Riconosciamo movimenti del capolavoro “Enthralled”, ma il sentiero tracciato dal musicista svedese che si offre ai nostri sensi è quello di una discesa verso gli inferi, con le visual gialle ed ocra – da cui spunta la citata forma del teschio – che mutano in sagome infernali rossastre dove una forma circolare affine ad un occhio diventa il leit-motiv della seconda parte. In un crescendo di emozioni sempre più cupe e negative, il set si conclude comunque – come in una sorta di firma virtuale – con un ultimo loop gregoriano, applaudito dai presenti. Per chi scrive, un’esibizione bellissima che conferma come anche dal vivo questo genere di musica abbia la possibilità di trasmettere più di qualcosa.
Altro cambio palco rapido: poco dopo le 23 è il momento di Roger Karmanik e dei suoi BRIGHTER DEATH NOW, che ai tempi della Cold Meat Industry ci hanno lasciato un capolavoro del death industrial/power-electronics come “Necrose Evangelicum”.
E’ proprio da lì che ripartiamo infatti, dai visual che ripropongono il grande albero degli impiccati e riconosciamo subito i droni bassissimi e le atmosfere plumbee che sul palco vengono affidate a basi e loop, ma anche alle rade note di basso eseguite in alternanza dall’italiano Giovanni Maffeis (già cantante dei Tragødia) e dallo stesso Karmanik.
Elemento finora assente qui è la voce distorta, effettatissima e lancinante di Karmanik che fa crescere il fattore di disagio e straniamento. Se già con Raison D’ȇtre l’impianto del Freakout aveva iniziato a tremare sulle frequenze basse, con Brighter Death Now questo effetto diventa ancora più ricorrente e disturbante. La ripetizione tipica di questo genere di musica diventa, nelle mani di Brighter Death Now, un’arma vera e propria, un’ossessione negativa e angosciante che cresce nel corso dell’esibizione.

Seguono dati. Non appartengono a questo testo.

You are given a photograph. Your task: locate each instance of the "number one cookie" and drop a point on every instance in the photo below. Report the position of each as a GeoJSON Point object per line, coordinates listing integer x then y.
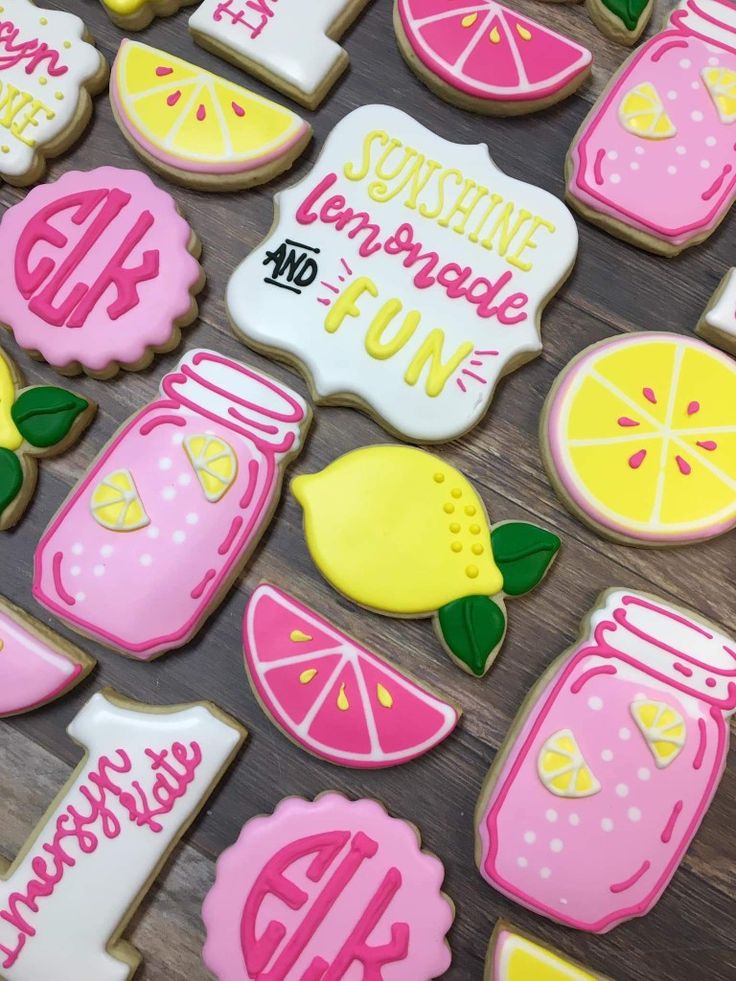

Passano i minuti e si ha sempre più spesso una sensazione di saturazione dei sensi, ma personalmente possiamo dire – solo per questo set – che la situazione di scomodità dovuta all’affollamento del locale è stata del tutto secondaria, visto che siamo stati occupati da ben altre sensazioni piacevolmente dissonanti. Le immagini sullo sfondo ad un certo punto indulgono su immagini di maiali, passano anche per il recupero di un cadavere e iniziano a svolgere una funzione ben cara anche alle esperienze di Trent Reznor o David Lynch: chi guarda è attratto dal decifrare, ma allo stesso tempo ha paura di riconoscere qualcosa di disturbante che potrebbe emergere di colpo.
Karmanik, dal canto suo, offre un’esibizione familiare al pubblico con una almeno nominale aderenza alla forma del live show: pause tra i pezzi, uso della voce, un minimo di interazione e le citate note di basso; nei tre quarti d’ora a sua disposizione però, martella poi pesantemente l’audience con violenza e disagio, molto di più di Raison D’ȇtre e Desiderii Marginis. Un’esperienza da provare, come si diceva in apertura. Davvero.